Ecuador sin Correa

Ecuador está a punto de quedarse sin el hombre que lo lideró durante una década. Con muchos seguidores, y también muchos detractores, con un estilo muy personal de gobierno, Rafael Correa fue el protagonista de un giro en la historia política de su país, y también en la de Latinoamérica. A fines del año pasado, este hombre decidió no participar como candidato en la elecciones de 2017, dejando un vacío político que para muchos parece imposible de llenar.
Según todos los sondeos de intención de voto, hay una probabilidad muy alta de que quien lo suceda con las elecciones de febrero sea el oficialista Lenín Moreno, vicepresidente entre 2007 y 2013, acompañado en la lista de Alianza PAIS por Jorge Glas, el actual vicepresidente. Se trata de dos hombres que naturalmente no tienen el capital político de Correa, y que en gran medida dependen de él para imponerse en las elecciones.
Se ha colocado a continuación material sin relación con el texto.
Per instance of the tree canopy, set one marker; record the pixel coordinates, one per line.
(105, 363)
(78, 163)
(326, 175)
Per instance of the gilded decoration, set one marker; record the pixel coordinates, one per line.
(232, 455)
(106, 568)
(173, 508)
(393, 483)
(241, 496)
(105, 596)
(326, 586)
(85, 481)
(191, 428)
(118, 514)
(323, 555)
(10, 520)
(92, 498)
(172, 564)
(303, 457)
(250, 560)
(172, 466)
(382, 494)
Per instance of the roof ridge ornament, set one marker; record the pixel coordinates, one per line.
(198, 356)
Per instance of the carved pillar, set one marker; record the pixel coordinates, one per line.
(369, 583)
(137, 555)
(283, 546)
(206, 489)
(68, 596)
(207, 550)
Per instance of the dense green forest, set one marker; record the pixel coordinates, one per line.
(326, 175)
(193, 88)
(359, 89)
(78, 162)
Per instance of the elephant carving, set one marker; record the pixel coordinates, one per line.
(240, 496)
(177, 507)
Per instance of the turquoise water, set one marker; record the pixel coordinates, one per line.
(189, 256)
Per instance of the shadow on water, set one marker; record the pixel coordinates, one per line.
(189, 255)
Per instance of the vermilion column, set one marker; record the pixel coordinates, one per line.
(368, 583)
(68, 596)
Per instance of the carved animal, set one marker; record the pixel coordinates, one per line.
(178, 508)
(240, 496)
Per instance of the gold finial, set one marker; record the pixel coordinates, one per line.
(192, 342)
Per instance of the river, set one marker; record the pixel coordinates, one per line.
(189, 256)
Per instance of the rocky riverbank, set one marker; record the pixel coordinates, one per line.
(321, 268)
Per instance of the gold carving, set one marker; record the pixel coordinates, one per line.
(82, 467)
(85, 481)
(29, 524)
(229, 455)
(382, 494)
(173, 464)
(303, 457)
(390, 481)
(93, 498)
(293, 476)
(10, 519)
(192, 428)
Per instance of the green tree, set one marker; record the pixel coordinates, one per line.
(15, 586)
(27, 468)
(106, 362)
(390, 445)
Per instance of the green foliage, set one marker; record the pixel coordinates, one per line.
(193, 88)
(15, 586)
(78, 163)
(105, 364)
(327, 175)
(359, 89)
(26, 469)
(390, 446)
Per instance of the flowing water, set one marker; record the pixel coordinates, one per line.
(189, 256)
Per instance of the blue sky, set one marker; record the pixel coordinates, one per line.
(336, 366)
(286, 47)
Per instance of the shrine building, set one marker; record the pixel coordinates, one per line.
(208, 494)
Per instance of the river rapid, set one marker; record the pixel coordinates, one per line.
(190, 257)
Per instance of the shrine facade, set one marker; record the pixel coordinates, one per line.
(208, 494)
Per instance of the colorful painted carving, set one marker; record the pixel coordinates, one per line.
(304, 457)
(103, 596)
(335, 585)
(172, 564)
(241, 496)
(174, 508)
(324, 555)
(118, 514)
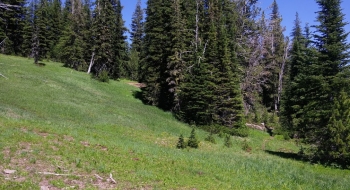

Y quizás, también, para gobernar.
Una parte de la sociedad ecuatoriana bien puede estar inquieta ante la posibilidad de que la aparente voluntad de renovación del actual presidente se termine transformando en una perpetuidad en el poder. Después de todo, este último tiene apenas 53 años, y no hay buenas razones para que se retire de la escena política, más aún si se necesita de su liderazgo dentro y fuera del partido.
¿Existe un Lenín sin Correa? Todavía no. ¿Puede existir? Definitivamente...
No pocas veces en la historia un heredero, un supuesto títere, se rebeló contra su propio padre político y lo desplazó de un poder que parecía absoluto. No hace falta ir muy lejos en el tiempo ni en el espacio para encontrar casos análogos. En el año 2003, cuando Néstor Kirchner pasó en tan solo unos meses de casi ignoto gobernador patagónico a Presidente de la Nación, se le auguraba un destino similar al que ahora muchos creen que será el de Lenin. Sin embargo, pasó de ser considerado un títere del entonces presidente Eduardo Duhalde a convertirse en la figura central de la historia argentina en lo que va del siglo XXI.
Un caso más reciente, y muy distinto: el de Dilma Rousseff en Brasil. Cuando la candidata ganó, los medios hablaron de una victoria de Lula, su padre político. Pocos meses después, sin renegar de la figura de Lula, Rousseff salió de su sombra y convenció a la opinión pública de que era ella quien mandaba.
Lenín Moreno haría bien en analizar este tipo de casos históricos, pues, si se impone en febrero, Rafael Correa le dejará las riendas del gobierno, pero no así las de su partido. Un movimiento lógico para Lenín sería construir su propia militancia, de la que no dispone todavía, apelar a sectores dejados de lado por la política y alimentarlos con un relato épico que les dé un fuerte sentido de identidad.
Claro que el escenario de Ecuador en 2017 difiere mucho de otros países y de otras épocas, pero la jugada política a ejecutar es la misma y puede llevarse a cabo de la misma manera. Lenín necesita su armado, su partido, y por más espectacular que suene el partido de Lenín (que evoca a los bolcheviques), me atrevo a sugerirle el nombre: La Rocafuerte. Tiene energía, tiene punch y tiene el nombre de un héroe indiscutido de la historia ecuatoriana. El resto, es trabajo para Lenín.